One of the ways that the church has helped us understand this is to use our bodies in our prayer. Christian worship invites us to use our bodies. Some people choose to make a sign of the cross in worship. We have records as old as the 2nd century showing that Christians have made the sign of the cross, usually when receiving a blessing or when we want to acknowledge that we are in the presence of God. The sign of the cross is a physical way of saying that we belong to Christ. Some people also choose to make three signs of the cross when the gospel reading is announced: one on the forehead, one on the lips and one on the heart. The three crosses are a physical way of saying, “May Christ be in my thinking and in my speaking and in my heart.” Some people choose to bow as well; to bow before the altar to acknowledge that the table is central in our worship because that is where bread and wine become for us the body and blood of Christ. There may be bows to acknowledge the holiness of Christ, and in the creed some people choose to bow at the words “he came down from heaven and was incarnate of the Holy Spirit and the Virgin Mary” to acknowledge the Word-made-flesh.
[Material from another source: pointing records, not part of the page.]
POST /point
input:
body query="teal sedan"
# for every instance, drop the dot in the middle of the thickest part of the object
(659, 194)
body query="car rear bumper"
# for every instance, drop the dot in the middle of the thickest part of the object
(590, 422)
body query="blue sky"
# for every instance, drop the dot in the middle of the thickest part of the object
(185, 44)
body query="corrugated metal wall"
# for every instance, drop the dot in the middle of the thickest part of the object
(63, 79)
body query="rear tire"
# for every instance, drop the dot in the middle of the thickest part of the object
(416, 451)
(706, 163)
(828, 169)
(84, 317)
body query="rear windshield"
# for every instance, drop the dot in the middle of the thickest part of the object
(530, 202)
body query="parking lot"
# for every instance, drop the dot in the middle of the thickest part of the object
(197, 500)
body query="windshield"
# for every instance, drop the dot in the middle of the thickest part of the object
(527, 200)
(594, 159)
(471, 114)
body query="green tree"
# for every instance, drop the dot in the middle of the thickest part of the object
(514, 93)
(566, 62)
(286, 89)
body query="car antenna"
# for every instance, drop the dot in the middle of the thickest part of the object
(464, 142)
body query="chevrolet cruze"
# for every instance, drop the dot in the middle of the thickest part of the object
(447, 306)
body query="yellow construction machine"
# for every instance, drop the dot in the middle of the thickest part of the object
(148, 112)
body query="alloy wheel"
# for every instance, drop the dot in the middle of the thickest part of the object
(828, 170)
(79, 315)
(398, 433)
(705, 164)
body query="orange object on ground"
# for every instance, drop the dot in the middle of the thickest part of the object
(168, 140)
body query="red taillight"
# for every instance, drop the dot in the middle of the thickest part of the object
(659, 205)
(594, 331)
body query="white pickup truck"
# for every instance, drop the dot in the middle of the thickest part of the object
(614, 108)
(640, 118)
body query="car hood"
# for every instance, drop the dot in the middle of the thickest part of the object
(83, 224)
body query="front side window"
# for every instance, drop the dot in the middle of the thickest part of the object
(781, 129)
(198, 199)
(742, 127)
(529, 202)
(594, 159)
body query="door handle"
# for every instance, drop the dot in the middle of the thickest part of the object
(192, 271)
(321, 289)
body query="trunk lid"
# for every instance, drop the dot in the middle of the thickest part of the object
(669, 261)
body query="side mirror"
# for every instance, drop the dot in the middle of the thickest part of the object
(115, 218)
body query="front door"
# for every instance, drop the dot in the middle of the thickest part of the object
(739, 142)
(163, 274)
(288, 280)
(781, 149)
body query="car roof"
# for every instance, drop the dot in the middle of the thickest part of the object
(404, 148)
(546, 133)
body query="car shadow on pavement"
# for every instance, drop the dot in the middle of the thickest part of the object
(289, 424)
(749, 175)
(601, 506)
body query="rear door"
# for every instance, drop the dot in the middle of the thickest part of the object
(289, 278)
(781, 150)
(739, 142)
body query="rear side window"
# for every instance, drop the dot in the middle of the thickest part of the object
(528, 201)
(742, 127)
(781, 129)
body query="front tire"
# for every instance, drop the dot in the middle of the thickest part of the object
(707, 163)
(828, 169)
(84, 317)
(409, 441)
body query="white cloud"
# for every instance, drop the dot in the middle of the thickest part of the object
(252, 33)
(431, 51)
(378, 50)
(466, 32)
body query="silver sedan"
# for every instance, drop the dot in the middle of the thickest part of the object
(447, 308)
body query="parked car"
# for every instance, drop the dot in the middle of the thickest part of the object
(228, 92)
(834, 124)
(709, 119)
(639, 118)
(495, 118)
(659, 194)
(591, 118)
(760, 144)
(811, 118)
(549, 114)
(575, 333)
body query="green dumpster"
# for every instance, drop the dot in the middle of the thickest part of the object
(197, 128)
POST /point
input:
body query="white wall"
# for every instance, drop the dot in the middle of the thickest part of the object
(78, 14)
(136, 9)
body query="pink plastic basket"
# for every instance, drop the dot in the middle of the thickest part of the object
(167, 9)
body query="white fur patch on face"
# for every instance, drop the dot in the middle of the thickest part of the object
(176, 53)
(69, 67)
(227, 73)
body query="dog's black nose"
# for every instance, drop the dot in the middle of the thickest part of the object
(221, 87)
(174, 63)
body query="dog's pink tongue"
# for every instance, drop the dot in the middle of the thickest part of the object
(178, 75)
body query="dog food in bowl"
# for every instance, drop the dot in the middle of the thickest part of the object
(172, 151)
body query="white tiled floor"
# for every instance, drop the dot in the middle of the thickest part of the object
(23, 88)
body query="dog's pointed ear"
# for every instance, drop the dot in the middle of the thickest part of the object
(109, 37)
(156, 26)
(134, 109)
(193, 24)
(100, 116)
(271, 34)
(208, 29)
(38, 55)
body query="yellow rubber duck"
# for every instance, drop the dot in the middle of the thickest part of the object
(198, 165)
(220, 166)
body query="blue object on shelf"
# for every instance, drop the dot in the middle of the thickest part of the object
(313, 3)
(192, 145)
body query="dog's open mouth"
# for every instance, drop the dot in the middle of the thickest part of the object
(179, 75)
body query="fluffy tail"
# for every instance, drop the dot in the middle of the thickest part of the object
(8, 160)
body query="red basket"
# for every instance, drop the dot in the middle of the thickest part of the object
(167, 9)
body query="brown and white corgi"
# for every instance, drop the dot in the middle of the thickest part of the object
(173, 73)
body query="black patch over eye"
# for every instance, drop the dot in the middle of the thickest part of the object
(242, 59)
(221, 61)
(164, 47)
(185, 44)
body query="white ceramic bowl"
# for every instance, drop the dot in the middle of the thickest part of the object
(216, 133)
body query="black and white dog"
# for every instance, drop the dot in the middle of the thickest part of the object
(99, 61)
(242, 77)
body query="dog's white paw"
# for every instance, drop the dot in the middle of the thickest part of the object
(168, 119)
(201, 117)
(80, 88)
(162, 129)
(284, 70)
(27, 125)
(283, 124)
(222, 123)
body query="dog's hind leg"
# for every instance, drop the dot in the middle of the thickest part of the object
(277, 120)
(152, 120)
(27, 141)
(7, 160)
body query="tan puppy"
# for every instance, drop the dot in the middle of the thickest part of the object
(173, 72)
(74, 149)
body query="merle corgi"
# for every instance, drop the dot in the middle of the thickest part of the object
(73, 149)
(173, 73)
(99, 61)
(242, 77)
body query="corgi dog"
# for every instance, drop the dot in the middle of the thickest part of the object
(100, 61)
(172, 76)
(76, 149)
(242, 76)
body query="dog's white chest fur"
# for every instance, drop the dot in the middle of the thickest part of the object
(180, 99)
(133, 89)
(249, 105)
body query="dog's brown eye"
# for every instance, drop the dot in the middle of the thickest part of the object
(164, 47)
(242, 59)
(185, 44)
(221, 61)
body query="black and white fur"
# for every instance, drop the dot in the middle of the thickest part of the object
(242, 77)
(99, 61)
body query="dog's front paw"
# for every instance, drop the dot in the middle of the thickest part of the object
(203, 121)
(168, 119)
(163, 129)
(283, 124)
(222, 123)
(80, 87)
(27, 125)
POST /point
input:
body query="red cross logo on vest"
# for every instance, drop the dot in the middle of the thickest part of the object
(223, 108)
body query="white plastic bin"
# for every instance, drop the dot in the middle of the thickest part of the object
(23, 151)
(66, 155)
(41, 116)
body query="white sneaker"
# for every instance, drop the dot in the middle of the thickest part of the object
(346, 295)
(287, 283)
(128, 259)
Bishop Victoria has introduced the act of prostration at ordinations, where the candidate to be ordained lies prostrate on the ground to indicate their solidarity with Christ’s costly laying down of his life for the world on the cross. It is a reminder to us all that our wills need to be broken and shaped to the purposes of God. And then there is the sign of peace, which involves physical touch. And finally, the central act of Christian prayer is the Eucharist in which Christ nourishes our bodies through bread and wine. All these physical actions in prayer are given to us to help us express our faith in bodily form, because Christianity is a faith practiced in real bodies and in real human lives.
The writer to the Hebrews reminds us that Jesus came into the world in a real human body. He came to do the Father’s will, so that the Word would become flesh. Isaiah says that when the Word of God is spoken it does not return empty but fulfils the purpose for which it is sent. But it can only do that by becoming embodied in a real human life. That is why our faith is physical and why Mary is so central in our faith. Mary is an archetype for all of us. The Word was enfleshed in her body. It is because of her faithfulness that Jesus had a body. God sends us the angel Gabriel and asks us to receive the Word. He is calling us to allow our hearts to be the place where the Spirit of God may conceive the Word in our bodies so that we too might bear Jesus in live and present Christ to the world.
At the heart of the Christian faith is a woman who said, “Let it be with me according to your word.” Indeed, may that be our prayer to God. May our prayer be, “May your will be done in the body you have given me.”